In a case that calls to mind Melissa Harris Perry’s recent opinionating on MSNBC about children and their relationship to their families and to the community (“We have to break through the kind of private idea that kids belong to their parents, or that kids belong to their families, and recognize that kids belong to whole communities”), the Obama administration is trying to deport a German family, now resident in Tennessee, that sought refuge in the United States for the purpose of homeschooling their six children. Homeschooling is against the law in Germany and can result in fines, jail time, and the removal of children from their families.
The case has conjured an assortment of responses, ranging from the more benign “of course they should be allowed to stay; they’re harmless” to the more hostile “if they were a little darker and had crossed the border illegally, they’d be given driver’s licenses and voter registration cards”. But the case isn’t quite the no-brainer it appears to be.
In 2010, Judge Lawrence O. Burman granted asylum to the Romeikes, a devout Christian family, on the grounds that their desire to homeschool is one of the “basic human rights that no country has the right to violate.” But the Board of Immigration Appeals overturned Burman’s ruling, arguing that German homeschoolers are not a persecuted group and thus not eligible for asylum. According to a piece up on Patheos, the US Attorney’s decision can be explained as follows:
The Board of Immigration Appeals needed to answer these questions: (1) Have the Romeikes suffered persecution? (2) If they did suffer persecution, was it because of their religion? (3) Alternatively, if they did suffer persecution, was it because of their membership in a particular social group? The Board of Immigration Appeals answered no to all these questions. First, it wasn’t persecution because the anti-homeschooling law was one of general application (not meant to target a specific group, but rather something that applied evenly across the board). Next, because there were secular reasons for the compulsory attendance law, even if it had been deemed persecution it wouldn’t have been persecution suffered because of their religion. Finally, the Board of Immigration Appeals found that German homeschoolers are not a particular social group within the meaning of the act. To be a social group, there must be “social visibility” and “particularity.” Homeschoolers are simply too “amorphous” to constitute a social group eligible for protection under the asylum law.
The decision has now been appealed to the 6th Circuit.
There is a broad consensus within the conservative universe on the side of the Romeikes, whose case has been taken up by the Home School Legal Defense Association (HSLDA). The case has touched a popular chord, with over 100,000 people signing an HSLDA petition placed on the White House website on the Romeike’s behalf. But does it hold up?
The Patheos article says no. The religious freedom argument, they say, does not apply because
asylum law does not depend on American constitutional rights. Just because you have a right under the American constitution, that does not mean you will receive asylum because your home country does not recognize that right. A prime example is the right to free speech. European countries tend to have a much narrower range of protections for speech, strongly limiting hate speech. Germany, for instance, forbids anyone from advocating for the Nazi party. Such a law would not survive a constitutional challenge in the United States. However, you cannot receive asylum in the United States if you are a Nazi sympathizer in Germany. This is because such a law would not be seen as “persecution” within the meaning of the asylum statute.

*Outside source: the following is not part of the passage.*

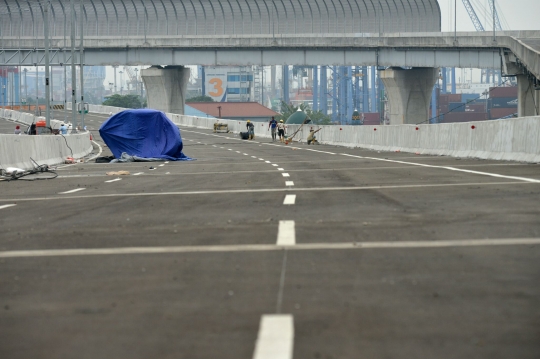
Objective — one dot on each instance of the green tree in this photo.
(200, 99)
(125, 101)
(317, 117)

…the 6th Circuit should not see the compulsory attendance law as an attack on religious liberty. Germany is not out to smother any particular religious group or even all religious groups—its goal is a shared experience. In light of the problems Germany has had with the large number of Turkish immigrants not assimilating, it’s not difficult to see that the Romeike’s have just found themselves at odds with a law of general application. After all, under our own 1st amendment jurisprudence, laws of general applicability are not seen as violations of religious liberty.
Patheos also argues that the case could set a dangerous precedent:
If homeschooling were sufficient to grant you asylum in the U.S., what other laws of general applicability in other countries could get you asylum here? Remember my Nazi advocacy example? That would be the tip of the iceberg. What about countries where private tun ownership is barred? or countries where wearing the burka in public is banned? This would mean a complete transformation in the way the Department of Justice handles asylum cases.

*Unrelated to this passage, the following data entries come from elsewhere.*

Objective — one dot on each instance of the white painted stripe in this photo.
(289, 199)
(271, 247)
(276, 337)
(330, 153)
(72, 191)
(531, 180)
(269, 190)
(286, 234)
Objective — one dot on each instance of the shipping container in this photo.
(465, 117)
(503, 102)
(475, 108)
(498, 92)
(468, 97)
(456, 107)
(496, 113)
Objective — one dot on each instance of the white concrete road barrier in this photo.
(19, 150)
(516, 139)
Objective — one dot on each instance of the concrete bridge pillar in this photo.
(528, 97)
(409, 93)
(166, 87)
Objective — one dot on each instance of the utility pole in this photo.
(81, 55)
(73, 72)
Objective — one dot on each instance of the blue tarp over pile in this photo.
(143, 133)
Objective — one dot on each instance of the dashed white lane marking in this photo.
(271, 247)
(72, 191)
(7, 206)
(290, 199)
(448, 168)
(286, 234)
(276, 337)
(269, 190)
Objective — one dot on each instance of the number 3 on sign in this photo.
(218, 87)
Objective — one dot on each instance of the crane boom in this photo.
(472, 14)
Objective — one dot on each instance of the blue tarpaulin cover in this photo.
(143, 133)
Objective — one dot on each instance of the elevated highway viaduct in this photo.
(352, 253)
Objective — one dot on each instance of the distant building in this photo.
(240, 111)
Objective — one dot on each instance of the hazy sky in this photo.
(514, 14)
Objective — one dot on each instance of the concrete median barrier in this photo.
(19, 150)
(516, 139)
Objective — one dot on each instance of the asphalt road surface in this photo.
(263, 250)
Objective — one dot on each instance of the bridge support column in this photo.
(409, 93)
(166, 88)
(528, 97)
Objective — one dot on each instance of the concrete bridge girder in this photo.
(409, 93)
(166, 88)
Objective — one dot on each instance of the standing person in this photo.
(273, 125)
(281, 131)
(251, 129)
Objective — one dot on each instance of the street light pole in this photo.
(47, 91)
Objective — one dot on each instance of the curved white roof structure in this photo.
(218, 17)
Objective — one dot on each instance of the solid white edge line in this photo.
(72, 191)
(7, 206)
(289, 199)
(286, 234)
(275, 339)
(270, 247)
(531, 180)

The HSLDA’s alternative argument, that the family is being persecuted because they are members of a particular social group, also does not bear scrutiny, according to Patheos:
[S]ocial groups must share “immutable characteristics.” “Immutable characteristics” is a term typically found in Equal Protection law and commonly refers to things like race or gender. HSLDA and its ilk has fought against expanding Equal Protection to include other characteristics such as sexual orientation, but now—since it suits them—they would like this phrase to be broadened to include “homeschooling,” because homeschooling is “fundamental to [asylum-seekers’] individual identities or consciences.” The Department of Justice rightly contends that homeschooling is not an immutable characteristic because you can simply stop homeschooling.
An addendum to the Patheos piece makes the point that Germany is the only country in Europe that bans homeschooling. If the Romeikes want to homeschool, they can do so anywhere in Europe other than Germany and avoid persecution.
Where do you stand on this? Technically speaking, it appears the HSLDA is asking the US government to bend the rules on this family’s behalf. Should it?